Machado-Joseph disease (MJD)—also called spinocerebellar ataxia Type 3 (SCA3)—is one of approximately 30 recognized, dominantly inherited forms of ataxia. Ataxia is a general term meaning lack of muscle control or coordination. MJD is characterized by slowly progressive clumsiness in the arms and legs, a staggering lurching gait that can be mistaken for drunkenness, difficulty with speech and swallowing, impaired eye movements sometimes accompanied by double vision or bulging eyes, and lower limb spasticity. Some individuals develop dystonia (sustained muscle contractions that cause twisting of the body and limbs, repetitive movements, and abnormal postures) or symptoms similar to those of Parkinson’s disease. Others may develop fasciculations (twitching) of the face or tongue, neuropathy, or problems with urination and the autonomic nervous system.

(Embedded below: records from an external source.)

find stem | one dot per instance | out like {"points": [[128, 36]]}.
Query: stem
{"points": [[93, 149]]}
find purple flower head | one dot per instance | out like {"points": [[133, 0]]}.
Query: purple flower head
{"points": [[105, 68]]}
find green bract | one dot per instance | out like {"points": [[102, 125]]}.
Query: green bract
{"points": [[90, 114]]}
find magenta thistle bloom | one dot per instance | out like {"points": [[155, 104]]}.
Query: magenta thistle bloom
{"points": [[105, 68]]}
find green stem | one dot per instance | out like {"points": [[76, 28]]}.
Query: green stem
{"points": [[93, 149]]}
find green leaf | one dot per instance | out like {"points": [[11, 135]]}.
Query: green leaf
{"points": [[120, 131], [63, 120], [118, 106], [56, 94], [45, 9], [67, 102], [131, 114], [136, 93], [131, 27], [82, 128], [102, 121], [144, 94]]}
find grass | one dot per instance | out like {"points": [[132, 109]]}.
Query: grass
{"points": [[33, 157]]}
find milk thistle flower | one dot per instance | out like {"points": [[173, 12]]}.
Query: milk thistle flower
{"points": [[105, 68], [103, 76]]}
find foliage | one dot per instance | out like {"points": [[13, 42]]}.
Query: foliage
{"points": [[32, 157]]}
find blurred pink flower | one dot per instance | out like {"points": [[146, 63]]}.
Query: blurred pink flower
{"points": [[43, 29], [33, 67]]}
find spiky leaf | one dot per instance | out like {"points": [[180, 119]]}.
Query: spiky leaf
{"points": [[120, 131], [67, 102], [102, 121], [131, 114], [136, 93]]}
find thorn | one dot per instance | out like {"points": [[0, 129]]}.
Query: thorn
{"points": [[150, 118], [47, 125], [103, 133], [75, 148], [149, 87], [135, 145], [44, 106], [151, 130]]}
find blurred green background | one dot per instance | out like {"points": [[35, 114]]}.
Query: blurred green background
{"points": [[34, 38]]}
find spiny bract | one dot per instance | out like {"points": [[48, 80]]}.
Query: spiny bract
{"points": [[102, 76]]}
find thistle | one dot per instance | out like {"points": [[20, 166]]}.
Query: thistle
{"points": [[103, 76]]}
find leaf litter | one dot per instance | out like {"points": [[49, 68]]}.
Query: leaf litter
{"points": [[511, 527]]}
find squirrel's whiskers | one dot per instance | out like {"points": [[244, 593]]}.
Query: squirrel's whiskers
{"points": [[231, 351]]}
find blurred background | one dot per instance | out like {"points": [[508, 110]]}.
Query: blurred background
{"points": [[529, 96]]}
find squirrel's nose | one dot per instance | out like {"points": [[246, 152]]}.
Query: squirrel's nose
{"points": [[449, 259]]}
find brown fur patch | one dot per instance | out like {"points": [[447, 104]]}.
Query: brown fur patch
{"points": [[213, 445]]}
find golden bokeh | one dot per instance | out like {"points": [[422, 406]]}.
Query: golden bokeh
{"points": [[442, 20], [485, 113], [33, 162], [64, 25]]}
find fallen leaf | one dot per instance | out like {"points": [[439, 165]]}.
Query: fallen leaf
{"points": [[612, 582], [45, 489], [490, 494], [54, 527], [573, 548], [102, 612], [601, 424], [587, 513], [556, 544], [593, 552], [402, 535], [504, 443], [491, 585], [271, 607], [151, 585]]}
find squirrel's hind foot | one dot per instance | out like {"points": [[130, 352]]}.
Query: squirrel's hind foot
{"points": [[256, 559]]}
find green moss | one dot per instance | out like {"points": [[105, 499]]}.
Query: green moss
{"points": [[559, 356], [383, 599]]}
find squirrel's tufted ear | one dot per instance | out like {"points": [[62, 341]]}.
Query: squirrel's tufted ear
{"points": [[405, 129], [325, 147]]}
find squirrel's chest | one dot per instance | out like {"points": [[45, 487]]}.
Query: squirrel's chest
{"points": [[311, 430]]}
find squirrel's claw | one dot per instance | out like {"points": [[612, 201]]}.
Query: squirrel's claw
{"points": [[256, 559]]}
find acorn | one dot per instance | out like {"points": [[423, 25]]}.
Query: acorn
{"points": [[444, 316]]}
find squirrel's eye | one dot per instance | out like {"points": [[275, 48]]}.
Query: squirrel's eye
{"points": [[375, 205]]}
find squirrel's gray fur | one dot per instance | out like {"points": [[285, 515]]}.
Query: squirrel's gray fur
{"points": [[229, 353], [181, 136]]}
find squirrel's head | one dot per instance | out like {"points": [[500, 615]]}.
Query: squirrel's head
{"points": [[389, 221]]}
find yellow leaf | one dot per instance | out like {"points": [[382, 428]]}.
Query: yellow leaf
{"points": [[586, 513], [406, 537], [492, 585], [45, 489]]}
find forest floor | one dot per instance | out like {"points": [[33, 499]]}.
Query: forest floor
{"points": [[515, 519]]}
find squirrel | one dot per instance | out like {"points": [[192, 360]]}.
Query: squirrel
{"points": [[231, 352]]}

The clinical manifestations of MJD can be highly variable, even among affected persons in the same family. This wide range in symptoms reflects the particular type of mutation that causes MJD: a repeat expansion in the DNA code that varies in size among affected persons. The longer the expansion, typically the more severe the disease. In other words, longer repeat expansions tend to cause disease that begins earlier in life and shows a broader range of neurological symptoms. In most individuals with MJD, symptoms typically begin in the third to fifth decade of life but can start as early as young childhood or as late as 70 years of age.
MJD is a progressive disease, meaning that symptoms worsen with time. Life expectancy ranges from the mid-30s for those with the most severe forms of early onset MJD to a nearly normal life expectancy for those with mild, late onset forms. The cause of death for those who die early from the disease is often aspiration pneumonia.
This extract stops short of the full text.